There are a few other crops I've noticed driving around the valley recently. Canola is the brightest, coating the fields in bright yellow, but there's a little bit of oats this year, and I found one group of buckwheat fields.
I only found one field of bright yellow canola in bloom when I went looking, though I've seen a few others further afield this year. Against a blue sky, it really is a beautiful looking crop.
Canola is not a grain, but an oil seed crop, with larger leaves near the bottom, and is related to cabbage and turnips. It was bred from rapeseed in Winnipeg, Canada, though there is a lot now grown in the U.S., especially in North Dakota.
This field, taken looking through a fencerow in the evening sun, is oats. When it's growing, oats has a light bluish-green colour in comparison to other grains, but I haven't seen many fields of it this year.
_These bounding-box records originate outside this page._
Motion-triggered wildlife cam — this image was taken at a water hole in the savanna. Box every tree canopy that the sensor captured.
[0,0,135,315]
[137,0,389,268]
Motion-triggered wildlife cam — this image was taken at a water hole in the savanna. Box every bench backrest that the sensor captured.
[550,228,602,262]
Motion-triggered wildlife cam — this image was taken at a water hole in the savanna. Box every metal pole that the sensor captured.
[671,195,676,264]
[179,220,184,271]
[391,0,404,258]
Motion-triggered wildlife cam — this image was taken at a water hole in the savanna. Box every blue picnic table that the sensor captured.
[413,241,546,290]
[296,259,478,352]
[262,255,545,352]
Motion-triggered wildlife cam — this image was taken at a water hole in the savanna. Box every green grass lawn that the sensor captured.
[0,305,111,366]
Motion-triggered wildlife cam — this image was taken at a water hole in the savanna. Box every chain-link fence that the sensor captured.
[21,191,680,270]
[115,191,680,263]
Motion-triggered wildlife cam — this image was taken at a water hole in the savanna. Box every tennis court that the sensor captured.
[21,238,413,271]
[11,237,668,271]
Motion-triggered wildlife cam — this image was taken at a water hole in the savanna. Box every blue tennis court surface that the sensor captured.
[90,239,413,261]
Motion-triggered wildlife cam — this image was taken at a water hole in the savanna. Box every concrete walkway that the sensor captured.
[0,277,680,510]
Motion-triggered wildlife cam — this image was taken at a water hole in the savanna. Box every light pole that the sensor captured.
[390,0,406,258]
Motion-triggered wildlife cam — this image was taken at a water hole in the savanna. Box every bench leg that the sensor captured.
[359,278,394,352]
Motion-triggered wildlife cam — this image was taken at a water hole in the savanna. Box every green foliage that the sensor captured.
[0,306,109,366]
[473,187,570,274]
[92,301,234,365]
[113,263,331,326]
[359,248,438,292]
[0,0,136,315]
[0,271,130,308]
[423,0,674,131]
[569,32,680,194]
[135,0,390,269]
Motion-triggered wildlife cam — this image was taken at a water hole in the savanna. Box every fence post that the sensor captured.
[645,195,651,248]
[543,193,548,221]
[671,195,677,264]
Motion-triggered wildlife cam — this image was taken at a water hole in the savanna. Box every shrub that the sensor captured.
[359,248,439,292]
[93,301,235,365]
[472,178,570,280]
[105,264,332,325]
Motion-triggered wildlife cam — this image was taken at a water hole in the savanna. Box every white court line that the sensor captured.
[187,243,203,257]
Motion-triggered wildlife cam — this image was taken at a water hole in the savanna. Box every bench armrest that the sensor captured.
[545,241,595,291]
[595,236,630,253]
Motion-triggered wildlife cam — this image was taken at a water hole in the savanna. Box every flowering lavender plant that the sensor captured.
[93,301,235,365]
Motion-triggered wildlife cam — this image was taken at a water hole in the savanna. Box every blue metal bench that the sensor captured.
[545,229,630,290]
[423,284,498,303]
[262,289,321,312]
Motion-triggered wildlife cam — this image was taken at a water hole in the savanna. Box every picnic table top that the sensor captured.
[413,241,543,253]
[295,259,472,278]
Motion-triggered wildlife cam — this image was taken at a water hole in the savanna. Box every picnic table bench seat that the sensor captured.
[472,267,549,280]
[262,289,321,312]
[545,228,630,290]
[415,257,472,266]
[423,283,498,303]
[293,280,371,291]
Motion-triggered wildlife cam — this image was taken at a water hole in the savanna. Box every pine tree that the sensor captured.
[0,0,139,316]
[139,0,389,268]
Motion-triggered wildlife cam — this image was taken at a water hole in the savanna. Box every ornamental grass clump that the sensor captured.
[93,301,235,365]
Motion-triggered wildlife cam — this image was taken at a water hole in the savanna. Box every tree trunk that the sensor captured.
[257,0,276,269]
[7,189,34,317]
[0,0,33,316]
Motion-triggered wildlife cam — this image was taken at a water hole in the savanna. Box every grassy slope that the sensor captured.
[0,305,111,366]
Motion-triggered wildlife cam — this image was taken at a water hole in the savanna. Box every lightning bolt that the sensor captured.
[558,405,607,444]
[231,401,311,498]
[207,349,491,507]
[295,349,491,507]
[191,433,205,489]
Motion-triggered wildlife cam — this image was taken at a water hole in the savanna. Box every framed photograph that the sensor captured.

In appearance, oats is quite different than barley or wheat, even though it is also a member of the grass family. The individual grains are easily visible, held seperately at the top of the stalk, not clustered together as in wheat or barley.
This surprisingly white field is buckwheat, not a wheat at all, but is related to rhubarb. But it is used like wheat; the seeds are harvested like grain and it is most commonly consumed as flour. Production has gone down in recent decades simply because wheat and corn respond so much better to fertilizer.
This shows the flowers and leaves of buckwheat.
And I shouldn't forget the one beautiful field of flax I saw about 3 weekd ago. That covers the crops that I've seen around the valley this summer.